Forum Discussion
j_hardin80
Nimbostratus
NimbostratusTLS1
Forgive me but I'm pretty green when it comes to these F5's. We have an F5 LTM that is load balancing our internal and external email. We just had a pen test done and they saw TLS1 and 1.1 open from ...
j_hardin80Nimbostratus
NimbostratusIf that is the case then I'm not sure where the TLS is showing up as being open, in our profile we have NO_TLSv1.3 so that should cover 1 and 1.1.
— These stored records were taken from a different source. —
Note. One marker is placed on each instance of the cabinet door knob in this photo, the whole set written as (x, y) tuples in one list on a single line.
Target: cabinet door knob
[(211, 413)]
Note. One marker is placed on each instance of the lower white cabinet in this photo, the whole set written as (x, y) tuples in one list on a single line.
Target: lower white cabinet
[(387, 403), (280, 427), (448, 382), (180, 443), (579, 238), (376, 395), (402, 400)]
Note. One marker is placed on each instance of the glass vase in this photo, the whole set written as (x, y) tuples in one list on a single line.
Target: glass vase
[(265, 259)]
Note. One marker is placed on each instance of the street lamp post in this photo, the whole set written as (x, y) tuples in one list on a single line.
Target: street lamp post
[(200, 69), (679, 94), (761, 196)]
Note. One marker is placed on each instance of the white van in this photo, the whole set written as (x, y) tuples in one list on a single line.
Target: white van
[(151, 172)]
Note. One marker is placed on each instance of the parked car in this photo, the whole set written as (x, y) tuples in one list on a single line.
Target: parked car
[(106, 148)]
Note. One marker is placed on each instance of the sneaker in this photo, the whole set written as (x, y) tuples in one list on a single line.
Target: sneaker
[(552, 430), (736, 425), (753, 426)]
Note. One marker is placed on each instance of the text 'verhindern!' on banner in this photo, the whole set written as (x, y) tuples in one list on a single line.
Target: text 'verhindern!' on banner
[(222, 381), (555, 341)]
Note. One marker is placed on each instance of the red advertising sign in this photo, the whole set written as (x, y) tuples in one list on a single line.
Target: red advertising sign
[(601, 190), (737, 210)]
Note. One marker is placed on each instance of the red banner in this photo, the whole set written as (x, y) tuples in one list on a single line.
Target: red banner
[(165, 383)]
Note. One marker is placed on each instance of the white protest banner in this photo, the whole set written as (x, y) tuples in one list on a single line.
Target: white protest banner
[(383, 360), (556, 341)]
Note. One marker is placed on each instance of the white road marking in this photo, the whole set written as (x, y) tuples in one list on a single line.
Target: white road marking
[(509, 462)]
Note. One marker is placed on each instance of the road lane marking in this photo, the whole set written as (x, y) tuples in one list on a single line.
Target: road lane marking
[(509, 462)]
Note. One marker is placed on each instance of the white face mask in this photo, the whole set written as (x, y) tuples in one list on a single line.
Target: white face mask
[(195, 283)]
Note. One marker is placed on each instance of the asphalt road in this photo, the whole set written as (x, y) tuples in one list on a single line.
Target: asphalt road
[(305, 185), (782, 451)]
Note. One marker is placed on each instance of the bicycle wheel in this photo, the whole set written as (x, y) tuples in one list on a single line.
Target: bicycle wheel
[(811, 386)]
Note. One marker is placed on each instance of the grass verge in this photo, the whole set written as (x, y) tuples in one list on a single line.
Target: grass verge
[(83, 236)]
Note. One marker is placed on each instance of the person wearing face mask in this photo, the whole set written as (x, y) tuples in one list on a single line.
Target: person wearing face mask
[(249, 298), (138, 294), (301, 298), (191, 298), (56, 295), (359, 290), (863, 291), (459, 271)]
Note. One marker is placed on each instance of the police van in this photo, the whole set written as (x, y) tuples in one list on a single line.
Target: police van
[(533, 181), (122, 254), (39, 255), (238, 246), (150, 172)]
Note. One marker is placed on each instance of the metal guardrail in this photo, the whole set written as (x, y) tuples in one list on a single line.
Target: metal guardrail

Does it use the Options if it's greyed out or do I need to actually select the checkbox for the profile to "use" it?
Now, i used the cyphers profile which also controled tls1.0, 1.1 1.2 etc.
And no tls1.3 basically turned it all of.
But i needed that nop dtls1.2 for it to work. So maybe one is covering up the other thinking about it.
The best thing to do, is run that nmap command so you can see what you are playing with and work from there.
- j_hardin80
That's what I'm saying though.
ours has NO_TLSv1.3 so that should block 1 and 1.1 but our pen test says 1 and 1.1 is open
yeah i think i made a mistake as the cypher profile overrides some of that config and made it work.
no tls1.3 will not enable it, the config is a bit backwards. "enable" NO TLS for example is a positive then a negative.
So if you want tls 1.3 then you need to take that out of enable options.This issue i thnk i had, is that enable options needs something in there to work.
Have you got a test environment you could look at and test before you do this to see what happens.
- j_hardin80
yes, let's say we DO NOT want TLS 1, 1.1, 1.2 and 1.3 for this sake, our config has "enabled" NO_TLSv1.3 so that should block 1.3, 1.2, 1.1, and 1 correct?
BUT, if that is the case then I'm not sure where the TLS 1 and 1.1 is showing for the pen test as it shows 1 and 1.1 is active so therefore the above isn't working by blocking all the TLS version.